As comemorações são feitas de memórias, de lembranças e esquecimentos, mas também são feitas de sonhos, de esperanças e de investimentos no presente visando o futuro. A ligação entre comemorar e lembrar, entre comemoração e memória é não só de natureza etimológica, como de natureza política ou mesmo de natureza ética, desde a própria formulação da palavra na antiguidade. A comemoração está relacionada diretamente com os usos sociais, culturais e políticos da memória, é uma das modalidades não só de sua veiculação, mas de sua elaboração, de sua produção. O ato comemorativo não só se constitui num momento em que se instaura um dever de memória, não só se constitui num momento em que a lembrança é voluntariamente convocada, mas também se constitui num momento privilegiado para a proliferação de memórias, para a elaboração de versões daquilo ou daquele que se comemora. Pois o ato de lembrar é sempre realizado no presente, mas traz consigo uma expectativa de futuro. O que fazemos hoje, ao recordarmos a criação, há 50 anos, da Associação dos Professores Universitários de História, hoje a Anpuh-Brasil – Associação Nacional de História, não visa somente presentificar aquele momento. Com esta rememoração queremos construir significados que possam servir de inspiração e estímulo para que a entidade sobreviva mais 50 anos.

Entidade cinquentenária que, no entanto, desde os seus começos já prometia sua eterna juventude, pois já nasceu como moção. Sim, a Associação dos Professores Universitários de História (Apuh) nasceu de uma moção apresentada pelo professor José Roberto do Amaral Lapa quando da realização do I Simpósio de Professores de História do Ensino Superior, promovido pela Faculdade de Filosofia, Ciências e Letras e realizado na cidade de Marília, no período de 15 a 20 de outubro de 1961. Poderíamos dizer que Marília é o nome da mãe e José Roberto o nome do pai da moça, ou melhor, do moção. Moça apressada, pois como se pode ver, tratou de comemorar seu aniversário antes da data, trouxe para o inverno a comemoração de seu nascer primaveril, talvez para lembrar que em sua trajetória nem tudo foram flores, houve dias de frio e tempestades. Diz o nosso documento fundador, que neste ato e neste texto assume o lugar de monumento, pois será citado para servir como um artefato, como um aparato que visa provocar através da presença uma dada memória, uma dada herança, uma dada lembrança:

Considerando o isolamento em que trabalham os professores universitários de História, uns em relação aos outros.
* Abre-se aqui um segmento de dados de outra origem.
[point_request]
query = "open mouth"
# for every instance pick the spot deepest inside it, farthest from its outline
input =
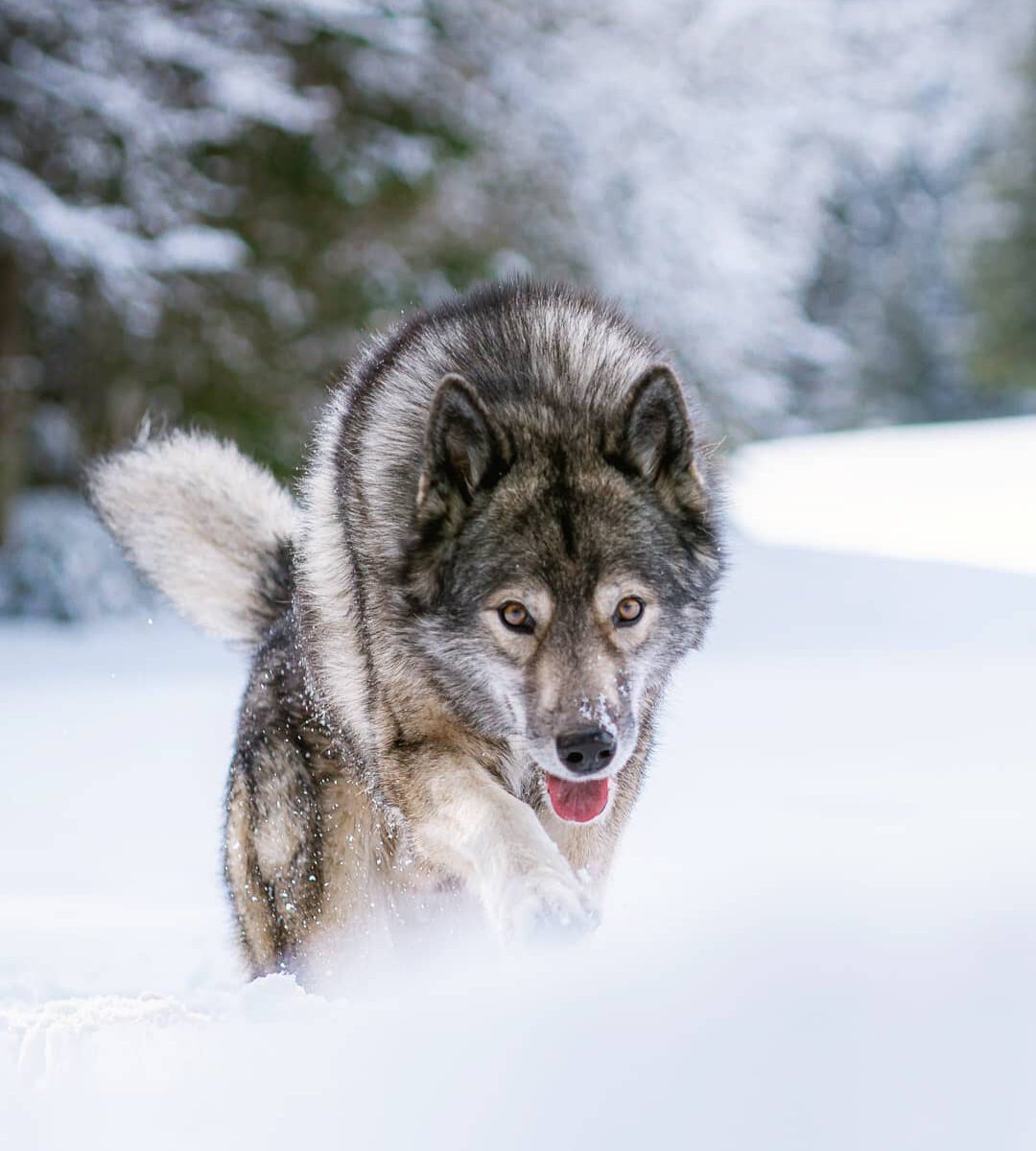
(577, 800)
Considerando a importância que, em nossos dias, assume o diálogo para os cientistas.

Considerando o êxito que, no gênero, têm logrado outras iniciativas, submeto à apreciação desta Mesa Redonda a proposta da criação de uma entidade que possa congregar os professores universitários de História. 1 1 Ata de fundação da Associação dos Professores Universitários de História (Apuh). Marília, 20 out. 1961. (Acervo da Anpuh- Brasil – Associação Nacional de História).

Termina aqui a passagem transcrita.